A review of Northwest Multiple Listing Service data for July indicates a smaller portion, about 18%, of single-family homes in its inventory are new construction. Factoring in condominiums, the percentage rises slightly, to about 18.2%.
A comparison of the 26 counties in the MLS service area shows wide variation in the share of newly built homes within each area’s active listings. Kitsap County claims the highest percent, at nearly 34%. (See chart at end.)
Redfin’s researchers cite three reasons for the near-record share of new homes that make up the country’s housing inventory:
- Homebuilding boom fueled by the pandemic. Building permits for single-family homes soared in 2021 and early 2022 as “builders rushed to capitalize on the pandemic homebuying frenzy, driven by record-low mortgage rates and remote work.”
- Sparse supply of existing homes on the market. Even though builders are not constructing as many new single-family homes as they were during the height of the pandemic, very few homeowners are listing their homes so new homes still make up a large share of available inventory. Year-over-year inventory declined 15% to an all-time low in June, while mortgage rates approached a two-decade high. Homeowners are reluctant to surrender their low rates. “Builders don’t experience that same lock-in effect,” Redfin noted.
- Leftover inventory. Elevated mortgage rates have slowed homebuying demand. Consequently, builders have not yet offloaded all the homes they’ve completed during the past few years. As of June, the number of newly built single-family homes for sale rose 4.5% year-over-year, while the supply of existing homes dropped 18%.
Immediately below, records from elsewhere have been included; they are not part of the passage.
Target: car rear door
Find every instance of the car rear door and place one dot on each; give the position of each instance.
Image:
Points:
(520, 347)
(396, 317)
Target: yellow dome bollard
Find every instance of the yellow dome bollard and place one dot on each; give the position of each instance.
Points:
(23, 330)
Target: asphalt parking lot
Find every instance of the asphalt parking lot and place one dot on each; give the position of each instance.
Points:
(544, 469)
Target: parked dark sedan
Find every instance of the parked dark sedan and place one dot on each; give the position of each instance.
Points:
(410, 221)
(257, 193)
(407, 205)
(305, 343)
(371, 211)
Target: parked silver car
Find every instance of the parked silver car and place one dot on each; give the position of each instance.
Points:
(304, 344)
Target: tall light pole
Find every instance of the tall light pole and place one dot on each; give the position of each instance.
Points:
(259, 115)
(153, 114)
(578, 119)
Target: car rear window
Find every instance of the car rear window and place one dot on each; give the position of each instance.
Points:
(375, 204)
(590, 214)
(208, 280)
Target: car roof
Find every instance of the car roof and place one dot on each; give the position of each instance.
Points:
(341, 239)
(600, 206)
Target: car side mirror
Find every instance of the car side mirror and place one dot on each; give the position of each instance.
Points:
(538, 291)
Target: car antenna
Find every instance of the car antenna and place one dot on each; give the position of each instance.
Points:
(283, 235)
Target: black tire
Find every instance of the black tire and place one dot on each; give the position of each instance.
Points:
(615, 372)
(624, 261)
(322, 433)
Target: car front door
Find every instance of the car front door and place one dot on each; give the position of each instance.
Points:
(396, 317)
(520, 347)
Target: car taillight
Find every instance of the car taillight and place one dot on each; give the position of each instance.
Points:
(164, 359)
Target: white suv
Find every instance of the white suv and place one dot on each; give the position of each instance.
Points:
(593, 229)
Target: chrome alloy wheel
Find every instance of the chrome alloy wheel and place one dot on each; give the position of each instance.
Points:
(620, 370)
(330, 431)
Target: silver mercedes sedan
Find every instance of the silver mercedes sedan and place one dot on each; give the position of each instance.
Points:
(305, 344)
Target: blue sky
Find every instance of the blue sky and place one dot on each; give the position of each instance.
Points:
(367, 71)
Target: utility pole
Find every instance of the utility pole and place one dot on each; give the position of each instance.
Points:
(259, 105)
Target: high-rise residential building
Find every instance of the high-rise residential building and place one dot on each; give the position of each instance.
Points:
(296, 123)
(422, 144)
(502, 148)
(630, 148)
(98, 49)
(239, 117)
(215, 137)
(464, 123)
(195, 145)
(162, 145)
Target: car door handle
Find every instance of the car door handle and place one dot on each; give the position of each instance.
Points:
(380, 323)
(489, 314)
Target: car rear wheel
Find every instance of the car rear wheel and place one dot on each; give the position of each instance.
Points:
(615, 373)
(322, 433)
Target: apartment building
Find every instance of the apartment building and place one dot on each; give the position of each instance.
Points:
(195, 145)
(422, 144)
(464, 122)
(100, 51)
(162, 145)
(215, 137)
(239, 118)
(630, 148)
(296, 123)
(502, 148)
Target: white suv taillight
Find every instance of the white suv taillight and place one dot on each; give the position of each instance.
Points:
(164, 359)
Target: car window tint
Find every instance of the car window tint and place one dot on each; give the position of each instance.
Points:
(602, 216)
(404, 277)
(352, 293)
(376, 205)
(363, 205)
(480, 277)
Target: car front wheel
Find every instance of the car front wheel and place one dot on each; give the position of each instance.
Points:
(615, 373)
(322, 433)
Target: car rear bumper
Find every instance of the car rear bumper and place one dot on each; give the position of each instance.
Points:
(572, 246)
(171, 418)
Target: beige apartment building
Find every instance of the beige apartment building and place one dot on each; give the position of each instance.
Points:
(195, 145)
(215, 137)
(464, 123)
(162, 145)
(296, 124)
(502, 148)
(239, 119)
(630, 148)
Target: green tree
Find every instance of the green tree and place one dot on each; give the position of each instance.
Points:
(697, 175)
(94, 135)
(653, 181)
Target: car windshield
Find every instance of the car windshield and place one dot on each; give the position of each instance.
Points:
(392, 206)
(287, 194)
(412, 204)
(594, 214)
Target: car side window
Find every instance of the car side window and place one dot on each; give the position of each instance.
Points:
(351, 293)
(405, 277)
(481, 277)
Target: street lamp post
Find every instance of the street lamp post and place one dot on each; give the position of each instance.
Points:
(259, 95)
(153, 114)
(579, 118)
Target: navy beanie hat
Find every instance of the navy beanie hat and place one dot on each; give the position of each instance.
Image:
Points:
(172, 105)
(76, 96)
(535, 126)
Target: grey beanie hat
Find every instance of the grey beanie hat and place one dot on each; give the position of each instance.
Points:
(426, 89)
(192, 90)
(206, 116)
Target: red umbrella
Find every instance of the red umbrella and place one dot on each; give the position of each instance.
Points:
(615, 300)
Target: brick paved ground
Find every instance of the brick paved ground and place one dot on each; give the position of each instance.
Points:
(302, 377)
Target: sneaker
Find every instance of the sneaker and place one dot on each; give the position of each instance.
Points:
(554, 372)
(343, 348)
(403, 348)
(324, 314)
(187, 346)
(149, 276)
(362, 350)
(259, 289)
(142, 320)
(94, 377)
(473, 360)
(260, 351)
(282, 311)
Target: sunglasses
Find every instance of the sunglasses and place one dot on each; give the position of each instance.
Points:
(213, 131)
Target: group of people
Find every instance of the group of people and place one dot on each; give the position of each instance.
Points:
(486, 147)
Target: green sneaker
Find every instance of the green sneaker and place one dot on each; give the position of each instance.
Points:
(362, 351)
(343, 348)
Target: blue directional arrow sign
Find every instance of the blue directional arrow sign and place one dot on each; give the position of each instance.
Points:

- Redfin’s comparison of metro areas revealed newly-built homes are most prevalent in El Paso, Texas, where they make up more than half (52%) of single-family homes for sale. That area is followed by Omaha, Nebraska, with 46%, Raleigh, North Carolina (41.1%), Oklahoma City (39%) and Boise, Idaho (38%). The brokerage noted “New construction is typically prevalent in parts of the country with sprawling land and loose building codes.”
By contrast, Redfin reported new construction is relatively uncommon in California because of limited land and strict regulations. Two metros in that state were among areas where new construction is least prevalent: San Diego, with only 3.3% of its inventory classified as new construction, and Oxnard (3.7%). The smallest share of metros in the analysis was Honolulu (2.8%). Pittsburgh (3.3%) and Detroit (3.8%) were also mentioned.